No claim is made by the appellant that the plaintiff was guilty of any contributory negligence in attempting to go over the crosswalk as she did, but a reversal is claimed solely upon the ground that the city was not guilty of negligence in permitting the crossing at Fifty-sixth street, upon which the plaintiff fell, to be incumbered with snow and ice while the temperature was so low that the coating adhered to the pavement and could not conveniently be removed. We think this contention is well founded. It is not necessary to consider precisely what duty is imposed upon a municipal corporation by way of keeping the street crossings in a safe condition for pedestrians who have occasion to use them. It is certainly no greater than the duty imposed upon them with reference to sidewalks. As to them the municipality is bound only to use reasonable care to keep them in a safe condition. It often happens that a fall of rain is suddenly followed by severe cold, by reason of which the snow or ice is frozen to the sidewalk so that it is practically impossible to remove it until a thaw has come. In such case the rule is that the municipality is not negligent in awaiting the thaw. The emergency is one which is common to every street in the city and which the corporation is powerless to remove; and the municipality may await, without negligence, a change of temperature which will remove the danger. ( Taylor v. City of Yonkers, 105 N.Y. 209.) The rule laid down in the case cited has since that time been invariably followed in the courts. The case at bar is controlled by the principle there established, and, applying that principle, we are quite clear that the city was not guilty of any negligence by reason of the facts made to appear by the plaintiff's witnesses.

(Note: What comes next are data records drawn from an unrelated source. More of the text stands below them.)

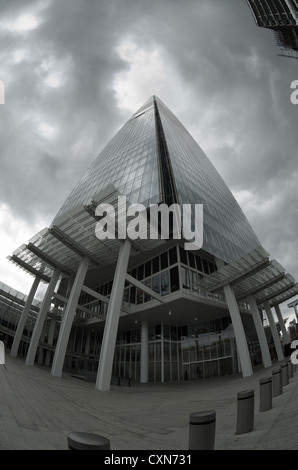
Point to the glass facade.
(189, 352)
(154, 159)
(227, 233)
(128, 163)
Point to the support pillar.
(260, 332)
(274, 332)
(44, 308)
(104, 373)
(50, 341)
(240, 337)
(144, 375)
(282, 325)
(242, 347)
(68, 317)
(23, 318)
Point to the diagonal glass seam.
(167, 181)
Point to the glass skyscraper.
(153, 159)
(123, 309)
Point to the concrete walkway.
(37, 411)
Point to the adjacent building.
(147, 309)
(281, 16)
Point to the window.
(165, 288)
(185, 278)
(173, 255)
(174, 279)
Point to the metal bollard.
(284, 373)
(87, 441)
(202, 430)
(245, 411)
(266, 394)
(277, 382)
(290, 369)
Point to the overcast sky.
(76, 70)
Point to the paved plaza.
(37, 411)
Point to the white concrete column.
(240, 338)
(50, 340)
(162, 356)
(282, 325)
(144, 375)
(44, 308)
(23, 318)
(274, 332)
(68, 317)
(260, 331)
(242, 347)
(104, 373)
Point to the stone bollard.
(277, 382)
(284, 373)
(87, 441)
(290, 369)
(202, 430)
(245, 411)
(266, 394)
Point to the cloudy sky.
(75, 70)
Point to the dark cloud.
(235, 101)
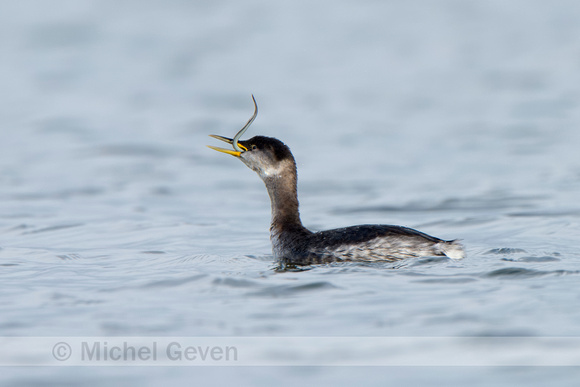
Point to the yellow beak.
(229, 141)
(229, 152)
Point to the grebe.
(294, 244)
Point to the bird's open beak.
(238, 148)
(229, 141)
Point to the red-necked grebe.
(294, 244)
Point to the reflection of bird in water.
(292, 243)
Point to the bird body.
(294, 244)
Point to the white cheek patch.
(272, 171)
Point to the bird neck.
(284, 200)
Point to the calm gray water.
(457, 118)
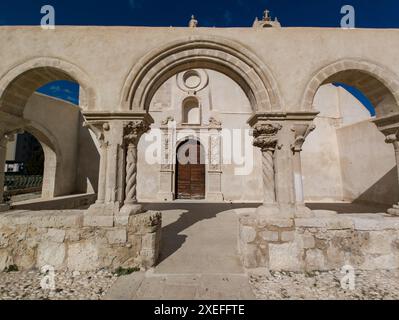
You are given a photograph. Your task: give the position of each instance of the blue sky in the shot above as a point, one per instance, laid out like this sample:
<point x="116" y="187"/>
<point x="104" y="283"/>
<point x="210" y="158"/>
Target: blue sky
<point x="219" y="13"/>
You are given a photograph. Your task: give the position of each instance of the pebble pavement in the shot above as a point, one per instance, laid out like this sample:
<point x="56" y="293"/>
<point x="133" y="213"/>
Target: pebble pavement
<point x="370" y="285"/>
<point x="68" y="285"/>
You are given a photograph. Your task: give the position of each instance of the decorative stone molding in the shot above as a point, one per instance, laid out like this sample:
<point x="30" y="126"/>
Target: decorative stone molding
<point x="386" y="78"/>
<point x="132" y="132"/>
<point x="56" y="69"/>
<point x="167" y="120"/>
<point x="223" y="55"/>
<point x="301" y="132"/>
<point x="193" y="22"/>
<point x="265" y="138"/>
<point x="394" y="140"/>
<point x="214" y="123"/>
<point x="5" y="137"/>
<point x="266" y="21"/>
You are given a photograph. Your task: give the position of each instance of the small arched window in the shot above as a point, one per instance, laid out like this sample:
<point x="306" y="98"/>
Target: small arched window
<point x="191" y="111"/>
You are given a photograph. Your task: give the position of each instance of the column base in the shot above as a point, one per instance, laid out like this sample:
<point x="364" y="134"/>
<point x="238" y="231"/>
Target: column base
<point x="4" y="207"/>
<point x="100" y="215"/>
<point x="128" y="210"/>
<point x="215" y="197"/>
<point x="394" y="211"/>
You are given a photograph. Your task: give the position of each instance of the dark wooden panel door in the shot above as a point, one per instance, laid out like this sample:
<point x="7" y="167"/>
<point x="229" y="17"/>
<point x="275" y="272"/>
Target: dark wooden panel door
<point x="190" y="175"/>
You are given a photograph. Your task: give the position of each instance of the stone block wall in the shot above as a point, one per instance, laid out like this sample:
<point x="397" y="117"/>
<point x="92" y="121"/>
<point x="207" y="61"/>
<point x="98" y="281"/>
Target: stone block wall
<point x="366" y="242"/>
<point x="34" y="239"/>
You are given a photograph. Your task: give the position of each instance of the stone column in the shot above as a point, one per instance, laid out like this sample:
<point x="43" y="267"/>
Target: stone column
<point x="132" y="132"/>
<point x="100" y="213"/>
<point x="301" y="131"/>
<point x="265" y="138"/>
<point x="214" y="185"/>
<point x="166" y="192"/>
<point x="394" y="139"/>
<point x="3" y="149"/>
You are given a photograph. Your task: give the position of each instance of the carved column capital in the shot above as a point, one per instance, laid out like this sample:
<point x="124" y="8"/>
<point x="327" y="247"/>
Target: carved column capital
<point x="133" y="130"/>
<point x="8" y="136"/>
<point x="301" y="132"/>
<point x="392" y="138"/>
<point x="100" y="129"/>
<point x="265" y="136"/>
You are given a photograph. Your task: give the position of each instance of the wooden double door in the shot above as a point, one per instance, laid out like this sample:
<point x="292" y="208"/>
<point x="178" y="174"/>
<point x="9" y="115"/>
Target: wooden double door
<point x="190" y="171"/>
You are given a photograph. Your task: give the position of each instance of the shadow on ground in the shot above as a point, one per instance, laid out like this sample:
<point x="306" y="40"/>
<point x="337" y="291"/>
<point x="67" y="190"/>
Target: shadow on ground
<point x="189" y="214"/>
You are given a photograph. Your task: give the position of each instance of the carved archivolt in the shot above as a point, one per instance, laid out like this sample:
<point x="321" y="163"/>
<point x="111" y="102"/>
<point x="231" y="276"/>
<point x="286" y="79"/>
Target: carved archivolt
<point x="198" y="52"/>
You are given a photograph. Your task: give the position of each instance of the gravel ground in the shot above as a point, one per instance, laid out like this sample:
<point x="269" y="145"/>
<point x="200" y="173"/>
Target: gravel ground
<point x="369" y="285"/>
<point x="68" y="285"/>
<point x="373" y="285"/>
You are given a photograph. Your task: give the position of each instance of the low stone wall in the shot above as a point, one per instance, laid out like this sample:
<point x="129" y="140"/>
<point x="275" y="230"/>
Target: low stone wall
<point x="57" y="238"/>
<point x="322" y="242"/>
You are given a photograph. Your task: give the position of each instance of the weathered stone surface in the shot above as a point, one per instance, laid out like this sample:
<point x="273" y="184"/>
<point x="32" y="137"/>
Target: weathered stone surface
<point x="315" y="260"/>
<point x="117" y="236"/>
<point x="247" y="234"/>
<point x="285" y="257"/>
<point x="332" y="223"/>
<point x="55" y="235"/>
<point x="287" y="236"/>
<point x="77" y="248"/>
<point x="5" y="260"/>
<point x="269" y="236"/>
<point x="50" y="253"/>
<point x="83" y="256"/>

It was erroneous, therefore, to refuse to dismiss the complaint because the defendant was not shown to have been guilty of negligence. For this error, the judgment and order must be reversed and a new trial granted, with costs to the appellant to abide the event of the action.
VAN BRUNT, P.J., BARRETT, PATTERSON and O'BRIEN, JJ., concurred.
Judgment and order reversed, new trial granted, costs to appellant to abide event.